Anticipation rushed through him. His captors thought him weak, ineffective. They kept him on the razor edge of hunger, giving him a drop of blood in the morning and a drop of blood at night. That was all. He was teased and tormented constantly. Especially by the Princess Laila. So highborn, but look at you now. At my feet, mine to do with as I wish.

Highborn? He would find out.

They assumed, just because he was chained and starved, he could not harm them. They had no idea of the power that swirled inside him. Power that was caged, like him, but still there, ready to burst free at any moment.

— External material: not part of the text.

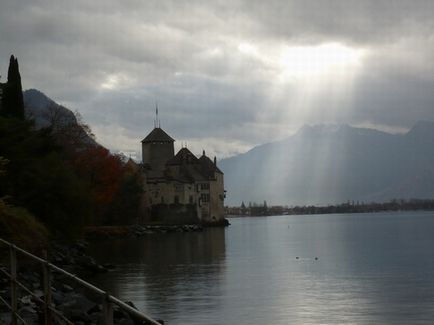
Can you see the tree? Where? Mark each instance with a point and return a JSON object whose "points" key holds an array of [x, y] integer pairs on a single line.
{"points": [[12, 101]]}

Soon, he thought again, grinning darkly.

They’d had their healer bind his powers, as well as wipe his memory, and they made no secret of those facts. Why they’d done the latter, however, they’d never said. What did they not want him to remember? Again, he would find out. What they didn’t know was that the witch had lacked Nicolai’s inner strength, and already a few of his abilities had seeped through that mental cage, allowing him to summon a woman who could set him free.

A woman who had at last arrived. Urgency and relief rushed through him, driving him to pace, back and forth, back and forth, his bare feet pounding into the cold concrete, his chains rattling. Even his guards were shocked by the miracle of Princess Odette’s appearance. Or rather, the girl they assumed was Princess Odette.

The real Odette was dead. He’d made sure of it. He had drained her, stabbed her, then shoved her over the cliffs outside this palace. Excessively violent, perhaps, but an enemy was an enemy, and his temper had been roused. And, as he’d known, not even the most powerful of witches could recover from that.

Hurry, female. I need you.

Nicolai had spent countless days, weeks, years—he wasn’t sure—with Odette before he’d killed her. She was the one who had purchased him at the Sex Market, after all. She’d been a cruel girl, with a taste for delivering pain, unable to reach her climax until her unwilling partner screamed.